Last step: We check the access times by executing the query posted above again:

WITH timeWithDiff AS (
SELECT 
		DATEDIFF(	MILLISECOND,
					[datetime], 
					LEAD([datetime]) OVER(ORDER BY [datetime])
				) as diff
FROM #times
)
SELECT MAX(diff)
FROM timeWithDiff

We now waited only a maximum of 1273 milliseconds so we basically did not block the table at all.

Remark

This method is only good if you have to do hotfixes on a live data warehouse or any application where there is no maintenance window or the fix / update would simply take too long and therefore block several other crucial processes.

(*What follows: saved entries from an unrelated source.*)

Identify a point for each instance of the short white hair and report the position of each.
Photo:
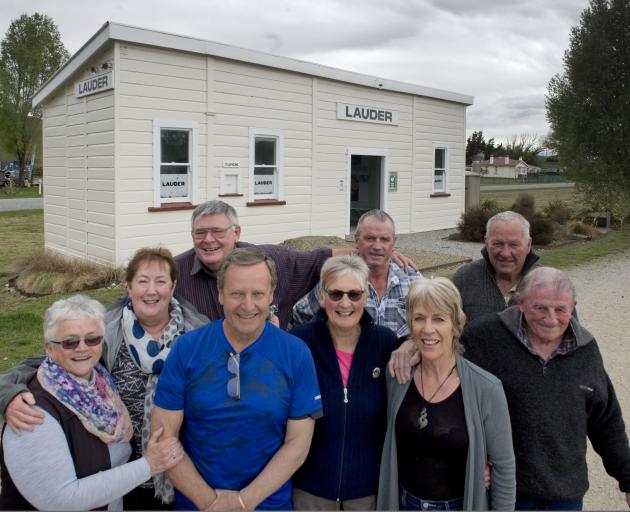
(76, 307)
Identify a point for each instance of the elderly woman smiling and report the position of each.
(139, 333)
(447, 423)
(350, 354)
(75, 460)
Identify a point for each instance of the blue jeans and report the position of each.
(411, 502)
(526, 503)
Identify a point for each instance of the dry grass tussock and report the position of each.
(46, 272)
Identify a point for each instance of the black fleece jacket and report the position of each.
(553, 408)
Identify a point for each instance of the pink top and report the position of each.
(345, 362)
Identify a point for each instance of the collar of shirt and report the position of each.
(568, 343)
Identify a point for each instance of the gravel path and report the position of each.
(603, 292)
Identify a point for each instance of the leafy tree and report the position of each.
(476, 144)
(588, 105)
(29, 54)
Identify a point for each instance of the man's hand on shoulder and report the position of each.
(20, 414)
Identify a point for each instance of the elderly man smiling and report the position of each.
(488, 284)
(557, 390)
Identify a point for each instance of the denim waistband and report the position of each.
(410, 502)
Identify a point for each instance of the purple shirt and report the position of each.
(297, 272)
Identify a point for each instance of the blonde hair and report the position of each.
(439, 294)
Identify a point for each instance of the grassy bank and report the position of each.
(543, 196)
(21, 317)
(21, 193)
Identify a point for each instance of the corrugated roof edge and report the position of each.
(130, 34)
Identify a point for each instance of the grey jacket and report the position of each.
(13, 382)
(489, 440)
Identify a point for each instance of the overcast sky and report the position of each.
(502, 52)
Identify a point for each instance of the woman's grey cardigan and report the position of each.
(489, 440)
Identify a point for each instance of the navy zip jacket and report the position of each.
(344, 459)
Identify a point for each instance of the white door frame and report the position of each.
(383, 188)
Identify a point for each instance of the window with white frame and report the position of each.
(175, 161)
(439, 169)
(265, 154)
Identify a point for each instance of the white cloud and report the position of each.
(502, 52)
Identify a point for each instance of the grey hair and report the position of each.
(341, 265)
(441, 295)
(76, 307)
(379, 215)
(215, 207)
(247, 257)
(543, 277)
(508, 216)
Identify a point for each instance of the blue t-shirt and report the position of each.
(230, 441)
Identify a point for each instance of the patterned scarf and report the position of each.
(149, 356)
(95, 402)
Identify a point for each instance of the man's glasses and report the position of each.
(218, 233)
(337, 295)
(72, 343)
(234, 384)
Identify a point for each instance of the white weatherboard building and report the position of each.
(140, 126)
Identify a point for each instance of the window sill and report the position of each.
(172, 207)
(266, 202)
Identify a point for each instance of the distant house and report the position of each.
(506, 167)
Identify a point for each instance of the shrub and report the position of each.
(491, 206)
(558, 211)
(541, 230)
(580, 228)
(525, 204)
(472, 224)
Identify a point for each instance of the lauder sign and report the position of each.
(366, 114)
(94, 84)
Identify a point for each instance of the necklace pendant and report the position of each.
(423, 419)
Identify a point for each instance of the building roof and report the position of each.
(500, 161)
(126, 33)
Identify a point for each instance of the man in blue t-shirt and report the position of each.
(242, 396)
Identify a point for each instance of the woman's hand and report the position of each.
(163, 455)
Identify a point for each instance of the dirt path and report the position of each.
(603, 292)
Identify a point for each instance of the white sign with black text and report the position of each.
(263, 184)
(94, 84)
(174, 185)
(365, 114)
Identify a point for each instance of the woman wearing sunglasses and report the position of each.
(350, 354)
(76, 458)
(140, 330)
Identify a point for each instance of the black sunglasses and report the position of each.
(234, 367)
(72, 343)
(337, 295)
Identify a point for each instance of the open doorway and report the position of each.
(366, 174)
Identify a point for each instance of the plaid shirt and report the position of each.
(390, 311)
(568, 343)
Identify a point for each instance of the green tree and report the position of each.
(29, 54)
(588, 105)
(476, 145)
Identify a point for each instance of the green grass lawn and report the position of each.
(21, 193)
(21, 317)
(543, 196)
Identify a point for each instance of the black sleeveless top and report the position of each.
(89, 453)
(432, 446)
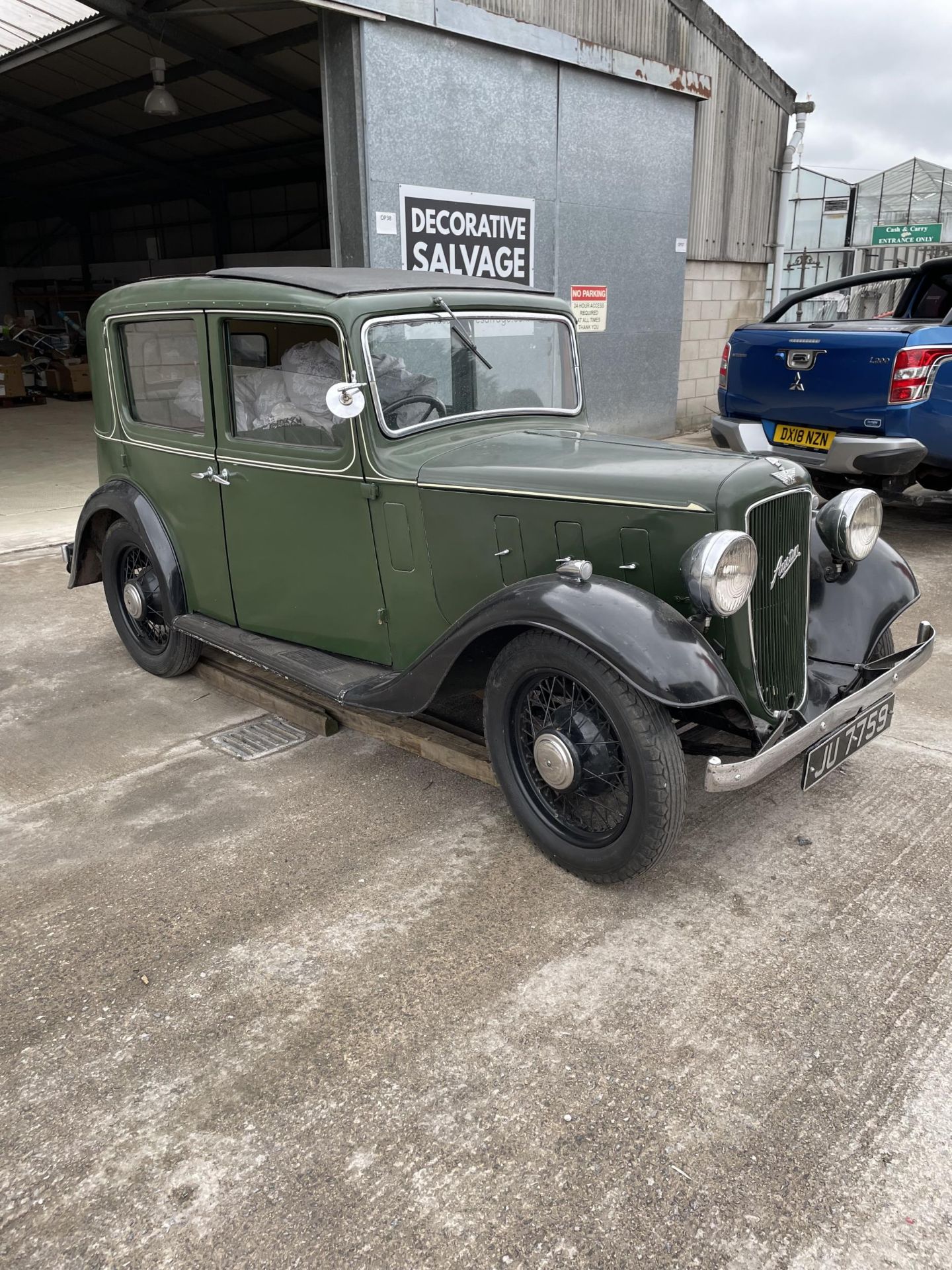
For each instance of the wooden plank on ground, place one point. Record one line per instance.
(323, 715)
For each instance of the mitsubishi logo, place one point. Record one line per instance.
(783, 474)
(785, 564)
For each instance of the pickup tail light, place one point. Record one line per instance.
(725, 360)
(914, 372)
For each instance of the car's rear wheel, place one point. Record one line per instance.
(592, 769)
(134, 593)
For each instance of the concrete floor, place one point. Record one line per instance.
(332, 1009)
(48, 472)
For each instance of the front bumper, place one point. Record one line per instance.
(721, 778)
(850, 452)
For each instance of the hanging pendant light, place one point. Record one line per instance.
(160, 99)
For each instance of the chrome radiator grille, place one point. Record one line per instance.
(778, 603)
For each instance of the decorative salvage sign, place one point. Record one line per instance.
(590, 306)
(476, 235)
(885, 235)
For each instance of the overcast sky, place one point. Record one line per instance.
(879, 71)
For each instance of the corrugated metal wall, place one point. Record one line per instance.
(740, 130)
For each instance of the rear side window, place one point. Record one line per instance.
(281, 372)
(163, 375)
(935, 302)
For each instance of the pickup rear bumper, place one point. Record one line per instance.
(850, 452)
(883, 677)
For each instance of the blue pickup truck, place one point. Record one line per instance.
(853, 379)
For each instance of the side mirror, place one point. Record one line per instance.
(346, 400)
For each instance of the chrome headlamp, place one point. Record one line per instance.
(720, 571)
(850, 524)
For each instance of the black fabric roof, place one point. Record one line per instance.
(357, 282)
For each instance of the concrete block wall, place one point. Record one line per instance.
(719, 296)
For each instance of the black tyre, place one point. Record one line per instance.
(135, 597)
(612, 798)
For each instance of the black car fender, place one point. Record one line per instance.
(121, 499)
(852, 606)
(639, 635)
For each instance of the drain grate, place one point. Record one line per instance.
(259, 738)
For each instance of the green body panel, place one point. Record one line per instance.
(428, 525)
(462, 534)
(190, 508)
(414, 619)
(303, 564)
(301, 549)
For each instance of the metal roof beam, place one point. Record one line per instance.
(190, 69)
(165, 31)
(160, 132)
(114, 150)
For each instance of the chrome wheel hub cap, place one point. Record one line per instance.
(555, 760)
(134, 600)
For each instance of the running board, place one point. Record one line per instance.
(332, 676)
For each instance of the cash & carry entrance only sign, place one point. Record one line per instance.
(475, 235)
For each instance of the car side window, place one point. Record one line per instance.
(280, 374)
(163, 376)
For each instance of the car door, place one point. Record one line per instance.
(163, 419)
(298, 519)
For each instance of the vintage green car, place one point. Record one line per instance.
(383, 486)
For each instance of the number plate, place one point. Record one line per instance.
(840, 746)
(805, 439)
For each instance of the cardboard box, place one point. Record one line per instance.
(67, 378)
(12, 376)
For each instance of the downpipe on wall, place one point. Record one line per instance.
(800, 112)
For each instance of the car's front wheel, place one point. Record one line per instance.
(135, 597)
(592, 769)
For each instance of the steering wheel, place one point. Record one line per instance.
(424, 399)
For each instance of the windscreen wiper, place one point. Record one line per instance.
(460, 329)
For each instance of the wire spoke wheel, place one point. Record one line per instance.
(569, 759)
(139, 589)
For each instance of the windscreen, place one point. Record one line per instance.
(430, 370)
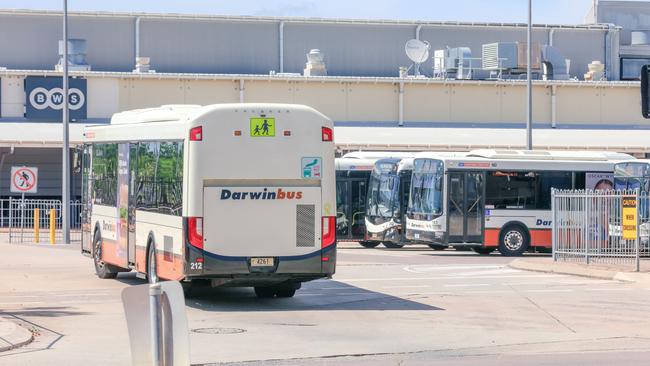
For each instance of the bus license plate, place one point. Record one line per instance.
(262, 262)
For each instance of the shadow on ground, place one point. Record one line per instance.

The price for the minimal blocking update surely is time. The batch size has to be as small as necessary because you want the transactions to be as short as possible, but also you want the batch size to be as big as possible because otherwise the update will take MUCH longer.

Alternatives to this approach exists e.g. when your fact table is partitioned try partition switching.